On our list of destinations…Aleppo Soap , the Calgary Buddhist Temple and Fiasco Gelato. As I reflect upon the magic of the day, I have to say that the three locations we visited this year, were all about healing, kindness and strength of character.
First stop, Aleppo Soap is a business established and grown successfully by Syrian newcomers.
“Before Sabouni fled Syria, his soap factory was destroyed. His family spent time in Jordan before coming to Canada, where he tried to start the business again, but it wasn’t a success.
Now, he’s grateful he, his wife, and four children — his youngest son was born in Canada last year — have a chance for a fresh start.
“The Canadians come to support us, make me so happy … I want to say thank you Canada because I am grateful because it gives me and my family a new chance,” he said.”
We enjoyed a lovely tour of the soap factory and Pat and I both purchased some products afterwards. The soap is so exceptionally beautiful. There was, in the context of Aleppo, pride, generosity and hospitality. I was so happy to see this venue well-attended by Calgarians. I am in awe of the courage and hard work of the folk who have manifested their vision here in Canada.
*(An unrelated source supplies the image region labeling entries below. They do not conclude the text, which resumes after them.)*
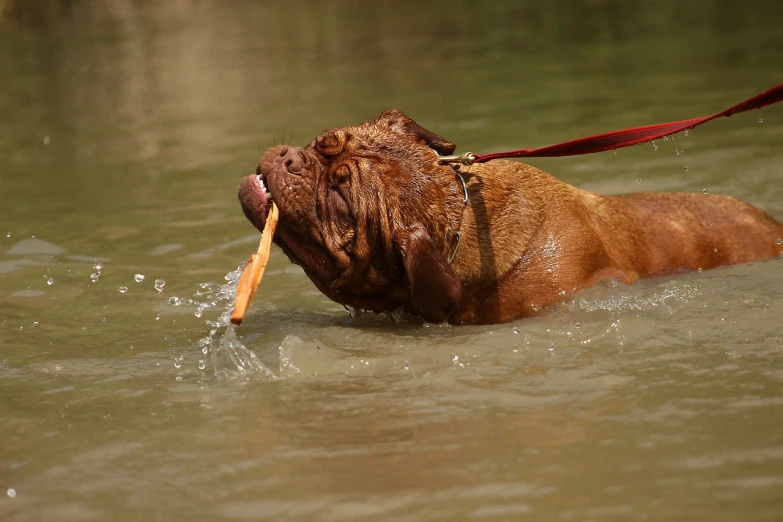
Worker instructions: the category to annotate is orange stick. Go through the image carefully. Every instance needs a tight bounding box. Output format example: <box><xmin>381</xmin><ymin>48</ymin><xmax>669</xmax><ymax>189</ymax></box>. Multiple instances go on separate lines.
<box><xmin>231</xmin><ymin>203</ymin><xmax>278</xmax><ymax>325</ymax></box>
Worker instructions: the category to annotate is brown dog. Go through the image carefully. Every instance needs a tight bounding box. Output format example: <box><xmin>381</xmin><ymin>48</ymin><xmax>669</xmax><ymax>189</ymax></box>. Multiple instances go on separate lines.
<box><xmin>239</xmin><ymin>110</ymin><xmax>783</xmax><ymax>323</ymax></box>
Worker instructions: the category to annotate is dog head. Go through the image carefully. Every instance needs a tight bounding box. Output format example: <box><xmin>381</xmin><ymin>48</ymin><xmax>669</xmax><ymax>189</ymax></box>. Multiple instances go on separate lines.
<box><xmin>239</xmin><ymin>110</ymin><xmax>464</xmax><ymax>322</ymax></box>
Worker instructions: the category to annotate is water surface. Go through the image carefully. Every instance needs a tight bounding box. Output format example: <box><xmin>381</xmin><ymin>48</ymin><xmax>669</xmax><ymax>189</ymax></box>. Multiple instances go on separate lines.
<box><xmin>0</xmin><ymin>0</ymin><xmax>783</xmax><ymax>521</ymax></box>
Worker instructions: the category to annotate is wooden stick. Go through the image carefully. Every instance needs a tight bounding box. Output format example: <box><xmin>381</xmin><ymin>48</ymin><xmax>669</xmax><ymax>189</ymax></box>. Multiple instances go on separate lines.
<box><xmin>231</xmin><ymin>203</ymin><xmax>278</xmax><ymax>325</ymax></box>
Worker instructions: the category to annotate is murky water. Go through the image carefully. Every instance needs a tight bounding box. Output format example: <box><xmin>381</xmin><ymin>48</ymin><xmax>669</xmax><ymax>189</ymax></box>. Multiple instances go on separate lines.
<box><xmin>0</xmin><ymin>0</ymin><xmax>783</xmax><ymax>521</ymax></box>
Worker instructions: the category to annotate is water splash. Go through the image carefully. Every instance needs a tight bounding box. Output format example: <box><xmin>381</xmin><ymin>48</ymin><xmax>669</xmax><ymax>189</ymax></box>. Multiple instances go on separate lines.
<box><xmin>169</xmin><ymin>264</ymin><xmax>277</xmax><ymax>380</ymax></box>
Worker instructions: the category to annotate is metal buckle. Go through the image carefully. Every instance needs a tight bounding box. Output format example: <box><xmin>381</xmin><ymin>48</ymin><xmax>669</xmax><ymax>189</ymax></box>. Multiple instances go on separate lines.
<box><xmin>438</xmin><ymin>152</ymin><xmax>476</xmax><ymax>165</ymax></box>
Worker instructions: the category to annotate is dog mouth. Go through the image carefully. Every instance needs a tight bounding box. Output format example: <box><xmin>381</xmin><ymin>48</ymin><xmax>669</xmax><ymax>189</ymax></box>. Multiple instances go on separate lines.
<box><xmin>238</xmin><ymin>174</ymin><xmax>272</xmax><ymax>231</ymax></box>
<box><xmin>239</xmin><ymin>173</ymin><xmax>337</xmax><ymax>282</ymax></box>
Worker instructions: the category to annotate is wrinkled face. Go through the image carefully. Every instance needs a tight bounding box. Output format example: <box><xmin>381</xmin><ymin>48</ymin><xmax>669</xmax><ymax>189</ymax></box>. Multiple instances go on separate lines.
<box><xmin>239</xmin><ymin>110</ymin><xmax>464</xmax><ymax>320</ymax></box>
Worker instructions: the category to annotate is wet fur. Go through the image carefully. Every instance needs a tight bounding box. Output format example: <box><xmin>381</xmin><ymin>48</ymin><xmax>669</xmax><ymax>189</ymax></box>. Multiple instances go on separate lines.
<box><xmin>239</xmin><ymin>110</ymin><xmax>783</xmax><ymax>323</ymax></box>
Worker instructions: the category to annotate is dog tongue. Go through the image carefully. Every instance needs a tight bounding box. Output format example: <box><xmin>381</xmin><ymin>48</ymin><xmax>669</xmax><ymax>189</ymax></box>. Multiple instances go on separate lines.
<box><xmin>238</xmin><ymin>174</ymin><xmax>272</xmax><ymax>231</ymax></box>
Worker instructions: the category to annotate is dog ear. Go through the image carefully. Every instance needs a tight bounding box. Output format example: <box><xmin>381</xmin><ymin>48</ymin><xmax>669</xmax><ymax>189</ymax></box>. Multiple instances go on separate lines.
<box><xmin>394</xmin><ymin>224</ymin><xmax>462</xmax><ymax>323</ymax></box>
<box><xmin>375</xmin><ymin>109</ymin><xmax>457</xmax><ymax>156</ymax></box>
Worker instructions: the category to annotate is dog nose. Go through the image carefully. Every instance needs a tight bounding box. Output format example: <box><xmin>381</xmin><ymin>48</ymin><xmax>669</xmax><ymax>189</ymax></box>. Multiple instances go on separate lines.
<box><xmin>274</xmin><ymin>147</ymin><xmax>304</xmax><ymax>174</ymax></box>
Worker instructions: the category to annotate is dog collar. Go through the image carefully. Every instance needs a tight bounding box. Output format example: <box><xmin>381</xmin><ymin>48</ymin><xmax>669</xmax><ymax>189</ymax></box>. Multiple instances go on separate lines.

Next, we headed for the Bridgeland area and enjoyed the hospitality of a Buddhist Priest at the Calgary Buddhist Temple. Again, we were given a brief history and a simple explanation of the rituals, bell ringing and chants. I found the temple to be very beautiful in its simplicity. Those responsible for the tour were very generous with their time and reflections.
“The Jodo Shinshu school of Buddhism was founded by Shinran, a monk who lived in Japan in the 13th century. Jodo Shinshu means “true essence of Pure Land Buddhism” (or, literally: Jodo, meaning Pure Land or realm; Shin, meaning True; and Shu, meaning religion).”
Finally, we headed for Fiasco Gelato! This was a very popular tour! Fiasco Gelato is a story all on its own! I was amazed by this place and really suggest that if you haven’t made a stop at the store, that you do! What a positive approach to business. Things haven’t come easy for the visionaries behind this place, but they have persisted and have created an amazing place…a great product…and a community-engaged enterprise. They have built something that matters!
“Fiasco is built on empowerment, innovation, forward thinking, strong relationships, passion, and the best customer experience. We are people focused and so little of what we do here day to day has to do with our product and more about doing great work and making people happy. We are here to do things differently, think differently and challenge the norm. We want people to be the best versions of themselves and think in terms of work and life blending together rather than segregating from each other.”
All three venues explored by Pat and I were places that nourish the spirit and sooth the soul. The day could not have been better! As I dipped into my container of Passionfruit Lemonade Gelato last evening, I was thinking back on how blessed we are in our city…how blessed I am. I hope that every person who feels weary or sad or overcome with difficulties, grief or illness will find, in their lives, some one who is kind. I have that in my life.